How to start on the path of Meditation: Pratyahara - Sense Withdrawal

Before we can move onto the path of meditation, we need to prepare our environment, body and mind. Initially we do this by making changes in the way we interact with ourselves and others, practicing asana (postures) and pranayama (breathing) to bring balance to the bodymind and help to make physical and mental hygiene.

From this point, with less distraction in our body and mind, growing our concentration for meditation becomes easier.

Below is an extract from Mark Stephen's 'Teaching Yoga' on the path of meditation concerning pratyahara, described by Patanjali as "detaching from the senses". Stephens himself describes pratyahara has "a bridge departing the material realm of sense awareness," and gives us the following backdrop for more understanding;

"Where ever you are, there are always sounds, sights, aromas, and other vibrations entering our senses - or, to put it differently, to which our senses are attaching.

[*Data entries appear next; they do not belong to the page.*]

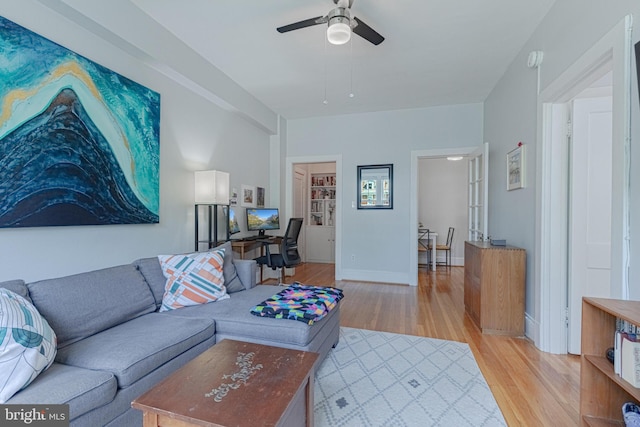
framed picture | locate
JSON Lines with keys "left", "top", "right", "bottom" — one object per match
{"left": 241, "top": 185, "right": 256, "bottom": 207}
{"left": 507, "top": 145, "right": 525, "bottom": 190}
{"left": 256, "top": 187, "right": 265, "bottom": 208}
{"left": 230, "top": 188, "right": 238, "bottom": 206}
{"left": 357, "top": 164, "right": 393, "bottom": 209}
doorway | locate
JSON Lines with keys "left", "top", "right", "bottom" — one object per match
{"left": 285, "top": 155, "right": 343, "bottom": 279}
{"left": 409, "top": 146, "right": 486, "bottom": 286}
{"left": 417, "top": 158, "right": 467, "bottom": 267}
{"left": 536, "top": 15, "right": 631, "bottom": 354}
{"left": 568, "top": 87, "right": 613, "bottom": 354}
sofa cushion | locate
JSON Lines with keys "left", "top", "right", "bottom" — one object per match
{"left": 158, "top": 250, "right": 229, "bottom": 312}
{"left": 0, "top": 279, "right": 30, "bottom": 302}
{"left": 161, "top": 285, "right": 329, "bottom": 347}
{"left": 7, "top": 363, "right": 116, "bottom": 421}
{"left": 213, "top": 241, "right": 245, "bottom": 293}
{"left": 0, "top": 289, "right": 57, "bottom": 403}
{"left": 27, "top": 265, "right": 156, "bottom": 348}
{"left": 54, "top": 313, "right": 215, "bottom": 387}
{"left": 133, "top": 257, "right": 166, "bottom": 309}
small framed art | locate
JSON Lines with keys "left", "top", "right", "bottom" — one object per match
{"left": 507, "top": 145, "right": 525, "bottom": 190}
{"left": 241, "top": 185, "right": 256, "bottom": 207}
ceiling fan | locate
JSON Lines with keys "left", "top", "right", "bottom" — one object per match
{"left": 277, "top": 0, "right": 384, "bottom": 46}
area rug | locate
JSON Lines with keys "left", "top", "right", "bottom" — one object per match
{"left": 314, "top": 327, "right": 506, "bottom": 427}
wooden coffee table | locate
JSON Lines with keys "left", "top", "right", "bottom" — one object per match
{"left": 132, "top": 339, "right": 319, "bottom": 427}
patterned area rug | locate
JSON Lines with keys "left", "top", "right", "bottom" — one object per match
{"left": 314, "top": 327, "right": 506, "bottom": 426}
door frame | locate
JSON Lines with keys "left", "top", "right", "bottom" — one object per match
{"left": 535, "top": 16, "right": 632, "bottom": 353}
{"left": 293, "top": 166, "right": 308, "bottom": 262}
{"left": 285, "top": 155, "right": 343, "bottom": 279}
{"left": 410, "top": 146, "right": 479, "bottom": 286}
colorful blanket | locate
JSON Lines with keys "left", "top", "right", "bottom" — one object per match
{"left": 250, "top": 282, "right": 344, "bottom": 325}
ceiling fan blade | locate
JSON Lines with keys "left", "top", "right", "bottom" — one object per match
{"left": 277, "top": 16, "right": 324, "bottom": 33}
{"left": 352, "top": 16, "right": 384, "bottom": 45}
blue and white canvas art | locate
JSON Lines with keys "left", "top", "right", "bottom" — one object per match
{"left": 0, "top": 16, "right": 160, "bottom": 227}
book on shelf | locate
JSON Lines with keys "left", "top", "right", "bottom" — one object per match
{"left": 615, "top": 317, "right": 640, "bottom": 384}
{"left": 621, "top": 335, "right": 640, "bottom": 387}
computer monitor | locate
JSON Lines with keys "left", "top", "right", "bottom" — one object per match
{"left": 223, "top": 207, "right": 241, "bottom": 236}
{"left": 246, "top": 208, "right": 280, "bottom": 236}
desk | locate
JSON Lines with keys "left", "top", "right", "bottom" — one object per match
{"left": 230, "top": 239, "right": 263, "bottom": 259}
{"left": 418, "top": 228, "right": 437, "bottom": 271}
{"left": 230, "top": 237, "right": 282, "bottom": 259}
{"left": 231, "top": 237, "right": 282, "bottom": 283}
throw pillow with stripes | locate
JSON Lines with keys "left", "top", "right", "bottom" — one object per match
{"left": 158, "top": 249, "right": 229, "bottom": 312}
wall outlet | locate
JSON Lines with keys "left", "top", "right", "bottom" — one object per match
{"left": 351, "top": 254, "right": 355, "bottom": 261}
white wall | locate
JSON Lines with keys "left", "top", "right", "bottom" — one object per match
{"left": 418, "top": 158, "right": 467, "bottom": 266}
{"left": 287, "top": 103, "right": 483, "bottom": 284}
{"left": 0, "top": 2, "right": 273, "bottom": 282}
{"left": 484, "top": 0, "right": 640, "bottom": 339}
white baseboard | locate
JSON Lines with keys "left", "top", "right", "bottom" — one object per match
{"left": 525, "top": 312, "right": 540, "bottom": 347}
{"left": 340, "top": 268, "right": 410, "bottom": 285}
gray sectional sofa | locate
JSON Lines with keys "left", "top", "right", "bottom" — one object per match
{"left": 1, "top": 242, "right": 341, "bottom": 426}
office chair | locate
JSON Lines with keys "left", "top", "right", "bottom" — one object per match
{"left": 255, "top": 218, "right": 303, "bottom": 284}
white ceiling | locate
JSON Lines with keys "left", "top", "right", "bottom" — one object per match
{"left": 126, "top": 0, "right": 556, "bottom": 120}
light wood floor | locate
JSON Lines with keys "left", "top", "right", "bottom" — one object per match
{"left": 268, "top": 263, "right": 581, "bottom": 426}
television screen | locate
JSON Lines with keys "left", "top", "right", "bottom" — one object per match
{"left": 223, "top": 207, "right": 241, "bottom": 235}
{"left": 246, "top": 208, "right": 280, "bottom": 235}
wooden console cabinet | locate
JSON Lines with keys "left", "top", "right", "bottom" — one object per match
{"left": 464, "top": 241, "right": 525, "bottom": 336}
{"left": 580, "top": 297, "right": 640, "bottom": 426}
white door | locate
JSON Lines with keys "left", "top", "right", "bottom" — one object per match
{"left": 468, "top": 142, "right": 489, "bottom": 241}
{"left": 293, "top": 167, "right": 307, "bottom": 261}
{"left": 567, "top": 96, "right": 613, "bottom": 354}
{"left": 305, "top": 226, "right": 334, "bottom": 263}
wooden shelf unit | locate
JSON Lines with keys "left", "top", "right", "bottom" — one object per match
{"left": 581, "top": 297, "right": 640, "bottom": 426}
{"left": 309, "top": 173, "right": 336, "bottom": 227}
{"left": 463, "top": 241, "right": 525, "bottom": 336}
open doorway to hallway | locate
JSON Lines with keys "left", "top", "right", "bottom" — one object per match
{"left": 292, "top": 162, "right": 337, "bottom": 265}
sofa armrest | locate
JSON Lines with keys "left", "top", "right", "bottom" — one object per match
{"left": 234, "top": 259, "right": 257, "bottom": 290}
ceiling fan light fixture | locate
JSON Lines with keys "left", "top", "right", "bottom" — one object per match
{"left": 326, "top": 8, "right": 351, "bottom": 45}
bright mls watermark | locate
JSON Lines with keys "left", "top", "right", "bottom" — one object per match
{"left": 1, "top": 405, "right": 69, "bottom": 426}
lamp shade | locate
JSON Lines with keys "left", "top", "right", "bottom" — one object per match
{"left": 194, "top": 170, "right": 229, "bottom": 204}
{"left": 327, "top": 21, "right": 351, "bottom": 45}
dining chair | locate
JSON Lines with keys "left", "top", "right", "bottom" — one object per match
{"left": 434, "top": 227, "right": 454, "bottom": 269}
{"left": 418, "top": 228, "right": 432, "bottom": 268}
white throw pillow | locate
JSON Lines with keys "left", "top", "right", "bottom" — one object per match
{"left": 158, "top": 249, "right": 229, "bottom": 312}
{"left": 0, "top": 288, "right": 57, "bottom": 403}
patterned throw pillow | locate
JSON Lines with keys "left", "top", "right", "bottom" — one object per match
{"left": 0, "top": 288, "right": 57, "bottom": 403}
{"left": 158, "top": 249, "right": 229, "bottom": 312}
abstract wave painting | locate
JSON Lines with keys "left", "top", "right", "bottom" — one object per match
{"left": 0, "top": 16, "right": 160, "bottom": 228}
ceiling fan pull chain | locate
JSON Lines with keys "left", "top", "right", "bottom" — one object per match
{"left": 349, "top": 35, "right": 355, "bottom": 98}
{"left": 323, "top": 34, "right": 329, "bottom": 105}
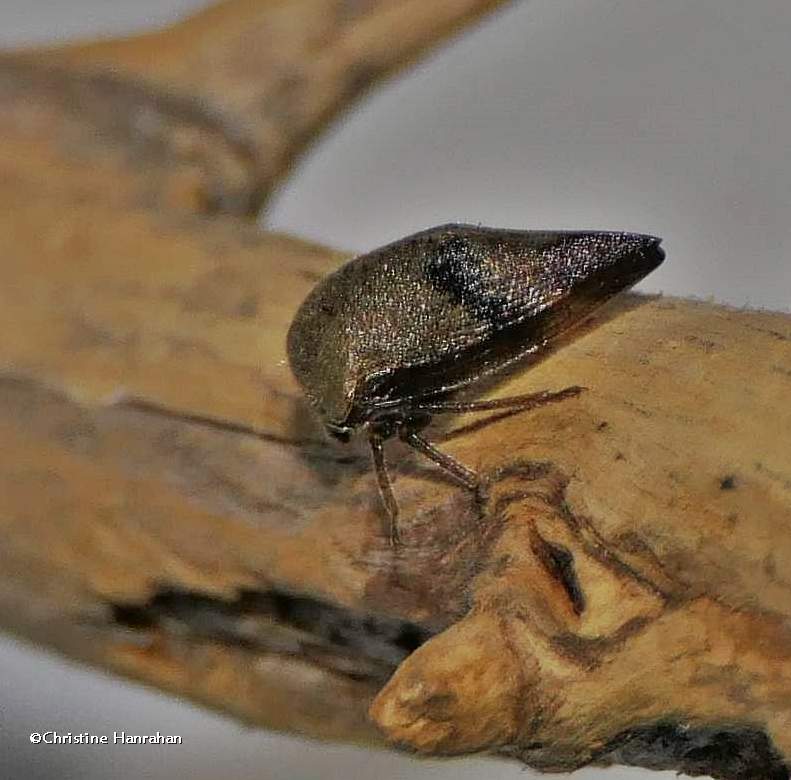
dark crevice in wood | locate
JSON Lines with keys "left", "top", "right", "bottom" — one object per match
{"left": 602, "top": 721, "right": 789, "bottom": 780}
{"left": 109, "top": 585, "right": 433, "bottom": 684}
{"left": 531, "top": 536, "right": 586, "bottom": 616}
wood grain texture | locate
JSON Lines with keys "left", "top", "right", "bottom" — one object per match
{"left": 1, "top": 1, "right": 790, "bottom": 778}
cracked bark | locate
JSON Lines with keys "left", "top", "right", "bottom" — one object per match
{"left": 1, "top": 2, "right": 790, "bottom": 778}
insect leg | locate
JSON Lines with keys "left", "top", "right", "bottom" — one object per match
{"left": 416, "top": 385, "right": 585, "bottom": 415}
{"left": 398, "top": 428, "right": 479, "bottom": 491}
{"left": 368, "top": 434, "right": 401, "bottom": 545}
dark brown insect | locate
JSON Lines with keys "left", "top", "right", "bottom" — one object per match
{"left": 287, "top": 224, "right": 664, "bottom": 543}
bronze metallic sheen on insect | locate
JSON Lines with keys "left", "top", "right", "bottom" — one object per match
{"left": 287, "top": 224, "right": 665, "bottom": 543}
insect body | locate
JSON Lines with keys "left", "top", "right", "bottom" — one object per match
{"left": 287, "top": 224, "right": 664, "bottom": 543}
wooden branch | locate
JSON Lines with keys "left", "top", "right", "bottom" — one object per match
{"left": 1, "top": 2, "right": 790, "bottom": 779}
{"left": 8, "top": 0, "right": 508, "bottom": 214}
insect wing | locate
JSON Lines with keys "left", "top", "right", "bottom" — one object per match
{"left": 358, "top": 225, "right": 664, "bottom": 408}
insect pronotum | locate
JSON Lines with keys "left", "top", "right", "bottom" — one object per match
{"left": 287, "top": 224, "right": 665, "bottom": 544}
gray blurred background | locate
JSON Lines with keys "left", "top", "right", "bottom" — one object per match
{"left": 2, "top": 0, "right": 790, "bottom": 778}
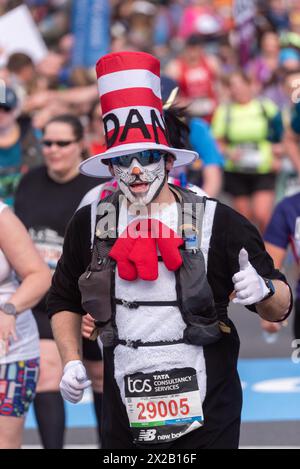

Sitting in class, it is likely that sounds are reaching you from outside and from others in the room. If there is any light, then there are visual impressions coming about through your eyes. The heart is felt beating in your chest, clothing or a draft is felt on the skin, and perhaps there is a sense of more subtle energy pulsating through one's entire being.

There are all these vibrations, what Alan Watts termed as "so many happenings".

With pratyahara, the idea is to just let them all be there.

Sounds and vibrations will come and go. Meanwhile, there are the happenings of the mind, habitually taking in all these vibrations and reacting to them with more thoughts. The thoughts are also reacting to other thoughts, typically chattering away, re-actively and imaginatively adding more vibrations.

Without focusing on the breath or anything else, just following the breath as another source of vibration, you will notice that when empty of breath there is a natural quieting, an opening to the bridge from the world of the senses to the world of the true self.

Staying in that awareness, without thinking about it, you are on the other side, the inside, in pratyahara, even as vibrations intrude."